Command run: ./nucleoatac run --bed /wsu/home/ba/ba02/ba0287/nucleosomedata/wt/nucleoatac/macs2/tg_peaks_slop.bed --bam /wsu/home/ba/ba02/ba0287/nucleosomedata/wt/tg_mononucleosomes/alignments/tg_mono.q10.s.bam --fasta /wsu/home/ba/ba02/ba0287/Mus_musculus/UCSC/mm10/Sequence/WholeGenomeFasta/Mm10.fa --out tg
nucleoatac version 0.1.3
start run at: 2015-04-14 20:15
/wsu/apps/gnu-4.7.2/python/Anaconda/Anaconda-2.1.0/lib/python2.7/site-packages/setuptools-5.8-py2.7.egg/pkg_resources.py:1032: UserWarning: /wsu/home/ba/ba02/ba0287/.python-eggs is writable by group/others and vulnerable to attack when used with get_resource_filename. Consider a more secure location (set with .set_extraction_path or the PYTHON_EGG_CACHE environment variable).
---------Step1: Computing Occupancy and Nucleosomal Insert Distribution---------
Traceback (most recent call last):
File "./nucleoatac", line 4, in
Something seems like its going wrong with reading in the bed file. What do the first few lines of the bed file look like? (The error is happening because when the script is trying to merge any overlapping bed regions there seems to be no bed regions that have actually been read in)
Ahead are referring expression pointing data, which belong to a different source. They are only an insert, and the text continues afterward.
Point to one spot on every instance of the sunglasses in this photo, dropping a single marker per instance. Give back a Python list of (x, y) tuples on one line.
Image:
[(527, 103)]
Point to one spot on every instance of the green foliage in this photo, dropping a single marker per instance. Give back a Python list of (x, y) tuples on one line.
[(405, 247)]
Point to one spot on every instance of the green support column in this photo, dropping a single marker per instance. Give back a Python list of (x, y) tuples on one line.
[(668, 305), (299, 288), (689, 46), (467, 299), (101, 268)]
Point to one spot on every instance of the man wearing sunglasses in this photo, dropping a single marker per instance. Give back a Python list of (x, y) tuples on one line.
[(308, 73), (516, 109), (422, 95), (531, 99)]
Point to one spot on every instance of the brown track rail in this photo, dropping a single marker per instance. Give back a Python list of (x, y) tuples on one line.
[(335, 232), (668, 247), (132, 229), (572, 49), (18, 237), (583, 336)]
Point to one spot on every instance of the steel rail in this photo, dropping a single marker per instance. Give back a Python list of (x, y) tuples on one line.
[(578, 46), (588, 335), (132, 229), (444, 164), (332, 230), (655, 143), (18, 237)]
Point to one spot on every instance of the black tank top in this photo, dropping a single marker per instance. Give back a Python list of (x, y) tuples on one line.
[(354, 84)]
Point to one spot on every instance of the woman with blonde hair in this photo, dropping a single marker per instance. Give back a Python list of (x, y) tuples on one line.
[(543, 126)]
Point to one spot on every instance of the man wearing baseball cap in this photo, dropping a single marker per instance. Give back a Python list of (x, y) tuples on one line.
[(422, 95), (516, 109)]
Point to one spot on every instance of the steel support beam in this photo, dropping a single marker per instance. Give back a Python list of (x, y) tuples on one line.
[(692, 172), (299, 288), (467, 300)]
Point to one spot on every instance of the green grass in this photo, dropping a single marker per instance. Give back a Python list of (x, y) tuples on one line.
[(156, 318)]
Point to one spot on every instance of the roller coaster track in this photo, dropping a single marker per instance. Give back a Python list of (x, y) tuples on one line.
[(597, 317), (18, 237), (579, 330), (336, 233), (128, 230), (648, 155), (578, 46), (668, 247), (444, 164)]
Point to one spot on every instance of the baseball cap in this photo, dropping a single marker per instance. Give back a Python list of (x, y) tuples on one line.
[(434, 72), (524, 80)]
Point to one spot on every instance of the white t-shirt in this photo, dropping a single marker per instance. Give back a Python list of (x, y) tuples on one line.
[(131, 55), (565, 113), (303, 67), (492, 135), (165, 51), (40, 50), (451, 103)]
Hey Alicia! I know this was posted a while ago, but I'm following up because I'm running into a similar problem when trying it on our human neural crest ATAC data. The NucleoATAC software runs and outputs an output_basename.occ.bedgraph.gz file which is truncated part of the way through chromosome 1. Here are my error messages:
Command run: /data1/sprescot/python_virtual/bin/nucleoatac run --bed EnhancerClass_Strong_BED3.txt --bam human_ncc_atac_sort.bam --out HumanNCC_StrongEnhancersOnly --fasta ../../genomics/genomes/hg19.fa --cores 20
nucleoatac version 0.3.1
start run at: 2015-11-13 16:08
---------Step1: Computing Occupancy and Nucleosomal Insert Distribution---------
/data1/sprescot/python_virtual/local/lib/python2.7/site-packages/pyatac/chunk.py:174: UserWarning: 1 chromosome names in bed file not included in FASTA file:
chr17_gl000204_random
These regions will be ignored in subsequent analysis
warnings.warn(warn_message)
Making figure
---------Step2: Processing Vplot------------------------------------------------
---------Step3: Obtaining nucleosome signal and calling positions---------------
Traceback (most recent call last):
File "/data1/sprescot/python_virtual/bin/nucleoatac", line 291, in
Thanks a lot for your help! Sara
I have not figured out what causes this problem (haven't been able to reproduce it). @sprescot could you include what the last lines of the truncated output_basename.occ.bedgraph.gz are? And the format of the bed file? (i.e what first few lines of bed file look like).
Hey Alicia, seems it was a false alarm. I reran it using the same command and the output_basename.occ.bedgraph.gz was not truncated this time. It still displays the same error messages (IndexError: list index out of range) but all the files look correct, so I think I can ignore it. Thanks anyways for your help.
Hi there,
I went through the same issue as reported by Lopatica. And I figured out it was related to the .bed generated by MACS2. Actually, before running NucleoATAC, you have to remove the .bed header that describes the .bed file.
Hope that could help others.
Pierre-François
Thanks for figuring out this issue! I should enable the function that reads the bed file to skip the first line if it looks like a header.